My comments only serve to illustrate how difficult it is for a white person, even one that considers themselves as a champion of diversity and equality, to fully and completely understand what racism means to a non-white. I have demonstrated that I don’t understand. In fact I cannot understand as the impact of racism is experiential.

The truth is that racism is not just about skin colour. It has it’s roots in the economic, social and political dominance that generations of those of us with a white skin have exercised over people of colour from the moment we left European shores in search of new worlds.

And we are still doing it. The treatment of the aboriginal peoples of Australia by the immigrant and dominant white population is a continuing affront to a civilised society. We seek, by means of force and sanction, to persuade the ruling classes of countries in the middle east to adapt better standards of human rights for their peoples yet we ignore the behaviour of white Australia in respect of their treatment of the indigenous non-white population.

For people of colour there can be no white version of racism and abuse based on skin colour is not analogous to verbal aggression based upon any other physical characteristic. I cannot judge the depth of hurt that a racist comment causes for the simple reason that I am white.

Me and the rest of us white folk who have benefited directly and indirectly from the exploitation and subjugation of those with coloured skins would do well to remember that.
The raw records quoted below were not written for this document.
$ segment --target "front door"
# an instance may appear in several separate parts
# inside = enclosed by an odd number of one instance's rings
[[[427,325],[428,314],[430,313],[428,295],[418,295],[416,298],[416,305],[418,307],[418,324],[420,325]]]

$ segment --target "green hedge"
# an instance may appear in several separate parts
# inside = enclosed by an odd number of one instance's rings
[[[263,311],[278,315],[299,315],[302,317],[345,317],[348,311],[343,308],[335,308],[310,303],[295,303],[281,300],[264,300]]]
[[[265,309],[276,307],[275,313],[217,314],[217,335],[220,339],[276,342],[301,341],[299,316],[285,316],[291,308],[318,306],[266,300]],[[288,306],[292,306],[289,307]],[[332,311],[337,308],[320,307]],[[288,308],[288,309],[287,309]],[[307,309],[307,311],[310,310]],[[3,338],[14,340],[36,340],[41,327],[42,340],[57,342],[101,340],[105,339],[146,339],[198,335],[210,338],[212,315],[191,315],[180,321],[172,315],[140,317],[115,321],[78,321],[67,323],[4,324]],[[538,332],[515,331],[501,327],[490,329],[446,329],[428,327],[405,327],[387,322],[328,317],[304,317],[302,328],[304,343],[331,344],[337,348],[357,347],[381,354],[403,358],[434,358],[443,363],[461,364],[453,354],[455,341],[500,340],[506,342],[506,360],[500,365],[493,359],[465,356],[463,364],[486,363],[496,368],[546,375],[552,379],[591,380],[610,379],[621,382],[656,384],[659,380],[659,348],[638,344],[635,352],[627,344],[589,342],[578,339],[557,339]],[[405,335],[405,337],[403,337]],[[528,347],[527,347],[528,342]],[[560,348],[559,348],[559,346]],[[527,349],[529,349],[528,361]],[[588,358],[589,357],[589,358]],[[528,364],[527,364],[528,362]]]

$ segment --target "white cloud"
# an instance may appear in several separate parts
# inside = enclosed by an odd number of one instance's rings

Collaboration and the me generation

15 11 2012

There are some facts that are taken as read; men are better at parking than women, women are better multi-taskers than men; women are better listeners and so on. Amongst the list is the fact that women are better collaborators than men.

A recent talk made me think. The gist of the argument goes like this.

In the workplace women often take the jobs in what can broadly be called the care sector. Women are nurses, care workers, support workers and assistants. It is only natural, therefore, that when they seek self-employment they start businesses in these areas; becoming therapists, beauticians, health and well-being specialists. The common theme in these businesses is the focus on the self.

How do I look? How do I feel? Or rather, How do I feel? How do I look?

This is bringing the focus narrower and narrower onto the individual.

It is interesting to think on this dynamic.

Women in apparently nurturing businesses, based on caring skills but working to promote a very individual perspective.

Women’s magazines are full of images of women who we are encouraged to admire not for how they behave but for how they look. And these photographs of painfully thin catwalk models presented as perfect body forms are creating all sorts of problems as women try to make their bodies fit that body image. Again we are being encouraged by women to look inwards, to look at our bodies.

And massage and spa days all focus on the self. The advertisements all encourage women “treat yourself” “you deserve it”. Again the focus is on the self. What can you do for your self.

This focus on the self seems to me to be the opposite of collaborative thinking.

Far better to look outwards and see what we can do for each other don’t you think?